Some kind sole has made the complete book available online. Follow This Link to check it out. Circuit number 20 is the one that captivated me.
Carl Blare says
Very Nice Book
That is a good book for learning from the start, or, if you’re a regular part 15 person like I am, going back to basics to learn some blank bits of knowledge that flew away.
MICRO1700 says
Remco Caravelle
I remember seeing the TV commercial
for the Remco Caravelle when I was about
six years old.
By the way, I believe Rush Limbaugh (I have no
opinion about him, but he is a part of broadcast
history) started out with one of those when he
was about 10. He would broadcast radio shows
in his house to his mother.
Somewhere on the net, I read that a fan had found
one and had given it to Rush as a keepsake.

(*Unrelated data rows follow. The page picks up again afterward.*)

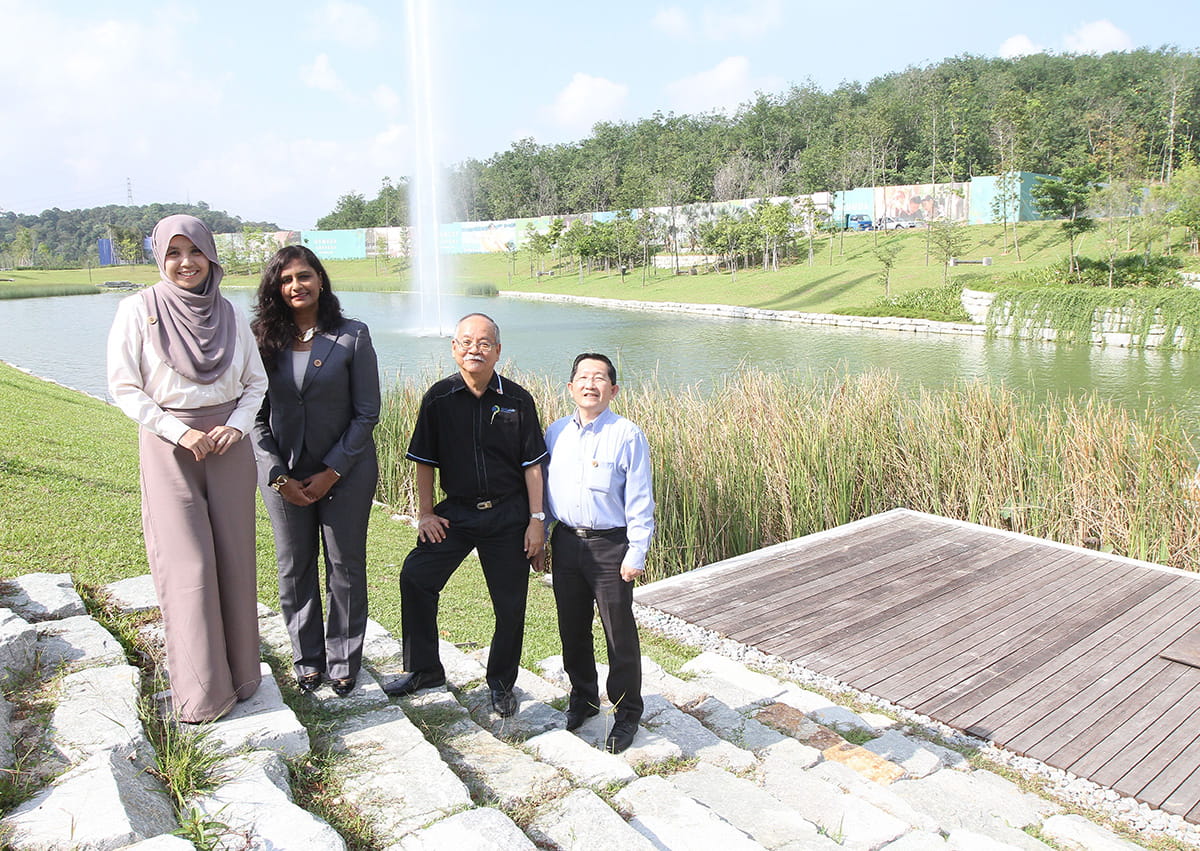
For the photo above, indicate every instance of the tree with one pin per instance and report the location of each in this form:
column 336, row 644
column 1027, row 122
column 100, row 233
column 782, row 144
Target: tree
column 948, row 240
column 1183, row 196
column 886, row 253
column 1068, row 198
column 349, row 213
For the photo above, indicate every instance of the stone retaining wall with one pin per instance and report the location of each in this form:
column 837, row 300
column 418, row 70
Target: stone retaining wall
column 737, row 312
column 1109, row 328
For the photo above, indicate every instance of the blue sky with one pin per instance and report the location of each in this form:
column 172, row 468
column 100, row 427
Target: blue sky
column 273, row 111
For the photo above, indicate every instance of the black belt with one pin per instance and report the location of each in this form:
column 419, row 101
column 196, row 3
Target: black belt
column 594, row 533
column 480, row 503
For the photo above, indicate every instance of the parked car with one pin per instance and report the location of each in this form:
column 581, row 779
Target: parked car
column 889, row 223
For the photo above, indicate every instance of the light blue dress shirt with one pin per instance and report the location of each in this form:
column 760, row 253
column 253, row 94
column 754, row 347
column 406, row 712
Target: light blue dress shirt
column 600, row 478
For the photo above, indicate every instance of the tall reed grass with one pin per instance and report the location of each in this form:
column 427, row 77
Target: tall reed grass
column 762, row 459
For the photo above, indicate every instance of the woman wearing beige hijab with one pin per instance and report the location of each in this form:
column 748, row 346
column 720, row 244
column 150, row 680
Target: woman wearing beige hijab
column 185, row 366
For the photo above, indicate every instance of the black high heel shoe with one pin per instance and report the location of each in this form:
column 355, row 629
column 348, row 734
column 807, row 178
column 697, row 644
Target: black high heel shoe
column 307, row 683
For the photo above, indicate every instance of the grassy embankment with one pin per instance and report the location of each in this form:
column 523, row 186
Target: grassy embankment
column 841, row 280
column 767, row 457
column 69, row 473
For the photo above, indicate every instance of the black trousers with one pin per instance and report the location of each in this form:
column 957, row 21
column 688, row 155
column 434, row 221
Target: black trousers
column 339, row 523
column 588, row 570
column 498, row 534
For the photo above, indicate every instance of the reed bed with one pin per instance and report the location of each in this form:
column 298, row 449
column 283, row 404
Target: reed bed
column 762, row 459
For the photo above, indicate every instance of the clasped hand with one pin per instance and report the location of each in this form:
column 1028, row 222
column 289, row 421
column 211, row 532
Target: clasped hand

Somewhere on the net is a nice letter of thanks from
Rush to this fan, for bringing back a Remco Caravelle,
many years later.
I don’t intend to start a thread on Rush Limbaugh, but he did the
same broadcasting experiments we did at that early age, I guess.
So – JUST for trivia’s sake this is:
Bruce, DOGRADIO STUDIO 2
Carl Blare says
Another Historic Radio Man
Another historic radio man is Alex Jones, and for about a year his radio programs have been absent from archive.org, where he was once posted under a Creative Commons License with commercials removed.
Starting yesterday, Alex Jones is again available at archive.org marked as “community audio.”
I don’t know how he started broadcasting in his beginning years.
RFB says
Early Days
“I don’t know how he started broadcasting in his beginning years.”
Alex started out in Austin Texas on a local AM station (can’t remember the call letters) as a talk show host on outdoor stuff like camping, survival and hunting. I used to listen to his program on a regular basis from 88 thru 94. Around that time he slowly morphed the show over to news related stuff that had direct impacts on things like gun control, blocking off public lands and hunting zones..things like that. It may have been the first WTC bombing (parking basement) that triggered Alex’s itchy finger to revamp the entire show.
And eventually, it all morphed into what he is doing today..especially after Sept, 2001.
RFB
psadek says
Remco Caravelle
Wow! I had a Remco Caravelle too! I remember saving up about eight bucks (a good-sized chunk of change for a kid in those days), and riding my bike to the grocery store to buy one. I could transmit from upstairs to downstairs all I wanted 🙂
I eventually ended up in commercial broadcasting. And now, having just inherited a retired computer from my current employer, I’m about to start a Part 15 AM station.
History really DOES repeat itself!
Carl Blare says
Beginner’s Tales
Several things have swirled together to remind me of an early day experience from around 1961. The several things include this thread about early memories, the nearby thread about measurement devices, and a streaming listener whose IP address is in Overland Park, Kansas.
Just out of high school I was on the staff of a new FM station and recall that about once a month the station needed to schedule 15-minutes of silence so a monitoring company in Overland Park, Kansas, could read the frequency tolerance from our station. Then they would send (I think by post card) the results for attachment to the station’s logs.
There were far fewer FM stations in those days, so I assume frequency measurement is no longer done over such a long distance (we were in St. Louis, Missouri).